How bad is the immigration crisis right now?


Immigrants cross the Rio Grande river into the U.S. on May 17, 2021 in Del Rio, Texas. (Photo by Brandon Bell/Getty Images)

(NewsNation) — Separate from the headline-making transportation of migrants to sanctuary cities farther north, U.S. Border Patrol has been overwhelmed, particularly in the El Paso, Texas, area, where a surge of Venezuelan arrivals has filled the shelters to capacity.

One shelter is at three times its normal population, and nonprofits are struggling to find both beds and volunteers, according to Border Report. “Encounters” between migrants and Border Patrol swelled to 1,400 a day.

“The reason we are in the current situation now is because the demographics have changed,” U.S. Border Patrol Acting Supervisory Agent Carlos A. Rivera told Border Report. “The great majority of migrants we are encountering now are not amenable to Title 42 expulsions and must be placed on a Title 8 pathway, which obviously requires more processing, reaching out to (community) partners to determine further custody. Provisional releases are the last option that we have.”

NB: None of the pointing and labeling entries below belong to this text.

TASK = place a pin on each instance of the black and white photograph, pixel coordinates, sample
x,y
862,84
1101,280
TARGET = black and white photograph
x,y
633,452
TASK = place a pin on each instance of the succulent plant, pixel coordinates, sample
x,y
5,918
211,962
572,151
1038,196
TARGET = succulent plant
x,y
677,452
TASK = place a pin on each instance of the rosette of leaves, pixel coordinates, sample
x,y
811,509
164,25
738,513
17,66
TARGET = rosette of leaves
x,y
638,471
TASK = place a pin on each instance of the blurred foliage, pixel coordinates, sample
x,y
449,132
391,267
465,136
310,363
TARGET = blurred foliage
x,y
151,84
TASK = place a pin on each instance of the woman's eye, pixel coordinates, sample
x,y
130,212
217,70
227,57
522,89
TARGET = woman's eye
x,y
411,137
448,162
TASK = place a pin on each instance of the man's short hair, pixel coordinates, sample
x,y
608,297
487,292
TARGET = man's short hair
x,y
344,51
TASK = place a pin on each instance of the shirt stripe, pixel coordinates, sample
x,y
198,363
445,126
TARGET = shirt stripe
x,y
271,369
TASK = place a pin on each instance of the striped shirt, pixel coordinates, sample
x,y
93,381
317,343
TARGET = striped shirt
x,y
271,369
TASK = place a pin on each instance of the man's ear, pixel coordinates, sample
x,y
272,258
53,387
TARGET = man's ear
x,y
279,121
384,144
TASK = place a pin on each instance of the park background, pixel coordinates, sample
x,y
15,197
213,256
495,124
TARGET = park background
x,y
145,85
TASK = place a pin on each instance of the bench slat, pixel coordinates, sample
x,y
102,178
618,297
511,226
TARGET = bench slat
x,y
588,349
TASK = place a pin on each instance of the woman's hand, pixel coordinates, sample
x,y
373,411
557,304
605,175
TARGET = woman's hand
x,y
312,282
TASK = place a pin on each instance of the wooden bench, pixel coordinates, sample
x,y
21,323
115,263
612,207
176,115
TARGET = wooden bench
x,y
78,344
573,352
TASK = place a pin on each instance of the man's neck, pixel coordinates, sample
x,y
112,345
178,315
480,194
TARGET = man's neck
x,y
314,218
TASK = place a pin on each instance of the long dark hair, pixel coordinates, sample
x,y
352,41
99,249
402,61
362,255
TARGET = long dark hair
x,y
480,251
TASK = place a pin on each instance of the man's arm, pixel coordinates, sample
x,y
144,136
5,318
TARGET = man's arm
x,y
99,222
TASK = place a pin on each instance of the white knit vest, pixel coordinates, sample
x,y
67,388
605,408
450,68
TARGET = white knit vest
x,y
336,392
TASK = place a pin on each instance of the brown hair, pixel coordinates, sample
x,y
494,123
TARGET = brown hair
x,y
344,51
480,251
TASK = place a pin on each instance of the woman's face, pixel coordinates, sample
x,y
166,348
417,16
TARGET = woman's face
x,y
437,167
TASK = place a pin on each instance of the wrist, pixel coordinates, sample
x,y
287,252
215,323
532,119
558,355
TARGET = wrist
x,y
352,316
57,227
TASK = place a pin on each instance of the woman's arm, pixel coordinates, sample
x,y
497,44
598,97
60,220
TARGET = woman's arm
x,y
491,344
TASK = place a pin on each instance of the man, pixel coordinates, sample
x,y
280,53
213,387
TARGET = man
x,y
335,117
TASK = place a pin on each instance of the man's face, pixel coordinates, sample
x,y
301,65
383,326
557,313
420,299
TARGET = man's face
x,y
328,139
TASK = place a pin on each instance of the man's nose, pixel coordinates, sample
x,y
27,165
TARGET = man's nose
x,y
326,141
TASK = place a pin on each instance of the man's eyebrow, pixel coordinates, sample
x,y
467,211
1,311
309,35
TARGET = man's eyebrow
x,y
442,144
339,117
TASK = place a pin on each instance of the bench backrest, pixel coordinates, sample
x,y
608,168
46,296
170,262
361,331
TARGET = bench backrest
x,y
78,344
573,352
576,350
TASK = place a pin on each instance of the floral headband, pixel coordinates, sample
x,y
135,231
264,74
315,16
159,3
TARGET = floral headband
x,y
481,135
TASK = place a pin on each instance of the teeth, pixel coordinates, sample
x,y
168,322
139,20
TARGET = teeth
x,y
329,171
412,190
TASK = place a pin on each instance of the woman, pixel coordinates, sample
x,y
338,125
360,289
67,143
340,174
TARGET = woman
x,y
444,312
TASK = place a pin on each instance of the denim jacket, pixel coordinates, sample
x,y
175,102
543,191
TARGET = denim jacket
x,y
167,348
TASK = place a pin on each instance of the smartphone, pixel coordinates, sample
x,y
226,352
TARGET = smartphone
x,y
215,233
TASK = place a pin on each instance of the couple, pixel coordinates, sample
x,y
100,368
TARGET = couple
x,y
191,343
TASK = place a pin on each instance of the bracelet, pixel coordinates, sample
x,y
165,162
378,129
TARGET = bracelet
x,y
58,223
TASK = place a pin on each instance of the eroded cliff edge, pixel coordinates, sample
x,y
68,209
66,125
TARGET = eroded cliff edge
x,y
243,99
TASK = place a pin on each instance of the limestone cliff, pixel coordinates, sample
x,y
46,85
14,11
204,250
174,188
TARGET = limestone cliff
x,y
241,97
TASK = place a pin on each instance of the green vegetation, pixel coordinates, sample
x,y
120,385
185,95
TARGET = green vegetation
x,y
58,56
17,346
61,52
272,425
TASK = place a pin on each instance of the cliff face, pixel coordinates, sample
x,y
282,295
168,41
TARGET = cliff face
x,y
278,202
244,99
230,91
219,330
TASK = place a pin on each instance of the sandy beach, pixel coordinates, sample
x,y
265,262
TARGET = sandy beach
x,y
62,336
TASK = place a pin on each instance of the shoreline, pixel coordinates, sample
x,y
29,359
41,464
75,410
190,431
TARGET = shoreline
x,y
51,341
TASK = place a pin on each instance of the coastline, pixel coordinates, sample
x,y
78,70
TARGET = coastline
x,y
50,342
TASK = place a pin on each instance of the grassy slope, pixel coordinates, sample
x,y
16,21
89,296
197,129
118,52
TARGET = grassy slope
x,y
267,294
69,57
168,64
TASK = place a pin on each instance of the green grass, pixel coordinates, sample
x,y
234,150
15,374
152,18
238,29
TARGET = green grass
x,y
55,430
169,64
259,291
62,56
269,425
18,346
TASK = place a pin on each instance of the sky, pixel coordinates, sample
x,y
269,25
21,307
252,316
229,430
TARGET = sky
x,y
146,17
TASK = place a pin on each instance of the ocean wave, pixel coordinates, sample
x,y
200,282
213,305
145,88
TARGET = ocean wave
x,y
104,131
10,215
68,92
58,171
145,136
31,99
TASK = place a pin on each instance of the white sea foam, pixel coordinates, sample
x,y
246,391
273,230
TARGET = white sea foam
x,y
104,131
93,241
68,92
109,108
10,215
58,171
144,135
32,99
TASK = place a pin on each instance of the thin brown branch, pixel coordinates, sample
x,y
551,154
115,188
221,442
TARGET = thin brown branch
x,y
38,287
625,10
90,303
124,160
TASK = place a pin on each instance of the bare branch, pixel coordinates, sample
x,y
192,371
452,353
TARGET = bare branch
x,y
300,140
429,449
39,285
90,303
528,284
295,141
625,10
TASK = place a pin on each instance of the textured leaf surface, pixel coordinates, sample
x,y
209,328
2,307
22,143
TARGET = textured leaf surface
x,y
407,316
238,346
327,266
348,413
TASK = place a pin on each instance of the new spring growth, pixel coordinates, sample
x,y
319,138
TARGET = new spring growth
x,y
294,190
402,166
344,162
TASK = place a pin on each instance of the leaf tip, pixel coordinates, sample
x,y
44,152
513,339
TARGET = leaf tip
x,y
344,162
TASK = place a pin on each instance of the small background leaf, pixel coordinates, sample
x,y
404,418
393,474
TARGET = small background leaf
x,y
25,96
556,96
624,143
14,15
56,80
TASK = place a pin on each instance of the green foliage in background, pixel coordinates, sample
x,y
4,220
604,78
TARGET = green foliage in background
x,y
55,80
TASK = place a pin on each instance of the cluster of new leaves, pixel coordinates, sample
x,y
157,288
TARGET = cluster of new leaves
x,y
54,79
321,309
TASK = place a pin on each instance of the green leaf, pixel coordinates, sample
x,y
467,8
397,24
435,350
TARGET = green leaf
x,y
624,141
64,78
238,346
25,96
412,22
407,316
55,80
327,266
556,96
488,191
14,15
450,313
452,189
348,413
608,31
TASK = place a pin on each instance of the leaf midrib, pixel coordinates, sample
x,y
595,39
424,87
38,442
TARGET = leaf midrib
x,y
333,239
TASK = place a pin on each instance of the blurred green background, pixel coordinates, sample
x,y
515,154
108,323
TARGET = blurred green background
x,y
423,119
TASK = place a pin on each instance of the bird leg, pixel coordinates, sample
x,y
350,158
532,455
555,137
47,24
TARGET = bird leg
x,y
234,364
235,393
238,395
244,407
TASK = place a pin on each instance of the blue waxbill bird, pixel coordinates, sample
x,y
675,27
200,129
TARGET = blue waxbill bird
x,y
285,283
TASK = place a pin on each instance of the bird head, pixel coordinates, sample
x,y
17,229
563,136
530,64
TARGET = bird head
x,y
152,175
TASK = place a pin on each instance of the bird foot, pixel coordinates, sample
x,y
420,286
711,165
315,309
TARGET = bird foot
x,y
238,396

This week, NewsNation affiliate KTSM worked side-by-side with authorities in El Paso, Texas, reporting it spoke with one migrant from Venezuela who spoke to the news crew shortly after he surrendered to agents.

“There’s a lot of need in my country and the majority of us Venezuelans have to cross the jungle we have been traveling for a month and a week,” said German Antonio Garcia.

Migrants were moved to other sectors, both by plane and bus, to be processed to help with the bottleneck.

“We have helped other sectors before in a time when other sectors are in need and now when the El Paso Sector is experiencing an influx, now it is time for other sectors to help us,” said Carlos Rivera, a spokesman for Border Patrol’s El Paso Sector.